И когда я оглядываюсь назад на свое прошлое, я вспоминаю, как другие заклинания испугались, застали меня врасплох. Однажды, когда я помогал своей дочери с ее домашним заданием в третьем классе, я вдруг вспомнил, как моя мать привела меня к работе с ней, и я помог ей добавить длинные колонны цифр на зеленую ручную добавочную машину с большой ручкой, снести; она махала до свидания, когда я сидел в школьном автобусе в первый день детского сада, нос прижался к окну, стараясь не плакать; время, когда я болел, и я почувствовал шероховатость пальто на моей щеке, когда я наклонился к ней по дороге домой из врача; воспоминания настолько хрупкие, настолько эфемерные, настолько важные. Я боялся, что яркие, мощные образы, скажем, фотографий в альбомах, старые домашние фильмы праздников слишком легко переопределят и заменят их в моем сознании. Я обнаружил, что упаковываю их всех, больше не глядя на них. В другой раз, но позже, в мои сороковые годы, я сидел в мастерской по духовности, и лидер попросил всех нас написать письмо о потоке сознания Богу. То, что вышло, казалось бы, из ниоткуда, было дюжиной писем от меня к моей матери, от моей матери ко мне. Когда слова вылились, я почувствовал себя проводником, проводником разговоров между живыми и мертвыми. Вопросы, ответы, гнев, горе все сформировали себя на странице. Я сидел там, ошеломленный, измученный, когда, наконец, больше нечего было сказать.

Пятнадцать лет назад, когда мой отец умирал, я снова оказался упрямым, как у меня, когда моему сыну было тринадцать лет, страшно, а не моему отцу и его скорой смерти, но обо мне. Я волновался, что история повторится, что, когда мой отец умер, я автоматически, снова неосознанно снова вернусь к этому 13-летнему маршу, эмоционально замерзаю и ничего не чувствую, узнаю, что 13-летний на самом деле никогда не росли и не заживали. Когда мой отец лежал в коме, я сел рядом с его кроватью и сказал, что я люблю его, что мне жаль, что у него была такая трудная жизнь, что я хотел поблагодарить его за то, что он дал мне жизнь, свою жизнь и возможность жить им. И, как я сказал это, так как тихие слезы медленно катились по моим чекам, мне было грустно, но облегчение. Я понял, как все потери связаны, как то, что я сейчас делал с ним в тот момент, было тем, что у меня никогда не было возможности сделать с моей матерью.

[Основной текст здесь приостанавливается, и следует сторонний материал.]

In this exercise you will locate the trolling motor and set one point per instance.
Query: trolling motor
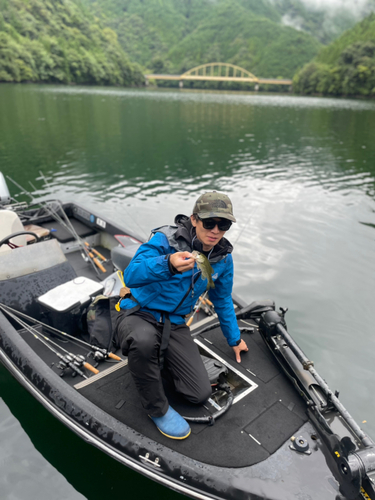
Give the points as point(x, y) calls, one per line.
point(350, 465)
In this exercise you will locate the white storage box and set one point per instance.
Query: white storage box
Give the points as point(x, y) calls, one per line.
point(62, 307)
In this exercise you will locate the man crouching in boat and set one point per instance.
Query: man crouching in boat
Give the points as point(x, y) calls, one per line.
point(165, 284)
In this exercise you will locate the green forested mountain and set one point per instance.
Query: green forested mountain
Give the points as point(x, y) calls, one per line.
point(346, 67)
point(176, 35)
point(109, 42)
point(60, 41)
point(234, 34)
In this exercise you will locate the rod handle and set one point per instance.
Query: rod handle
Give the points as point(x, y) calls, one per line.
point(90, 368)
point(95, 251)
point(114, 356)
point(98, 254)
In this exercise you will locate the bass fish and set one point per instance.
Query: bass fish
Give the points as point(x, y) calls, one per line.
point(205, 267)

Прошло более 50 лет с момента смерти моей матери. «До-и————————–е-позиция моей 20-летней давности давно ушла. Как и тот луковый образ, который мы все так любим, я подозреваю, даже в моем старшем возрасте, что у меня может быть еще несколько слоев, чтобы очистить их. Но я не тороплюсь. Всю жизнь, которую я верил, продвигает нас вперед к исцелению и росту в своем собственном темпе, в соответствии с ритмом, который мы не можем заставить. Мое прошлое, моя потеря, моя мать, возможно, по духу, в памяти, в горе пребывает во мне, помогая мне изобретать прошлое, обучая меня, что ничего не закончено, пока оно не закончится. Возможно, когда-нибудь это будет ….

Или, может быть, окончание всегда будет отступать, в загадочное будущее, за углом, который мы никогда не поворачиваем.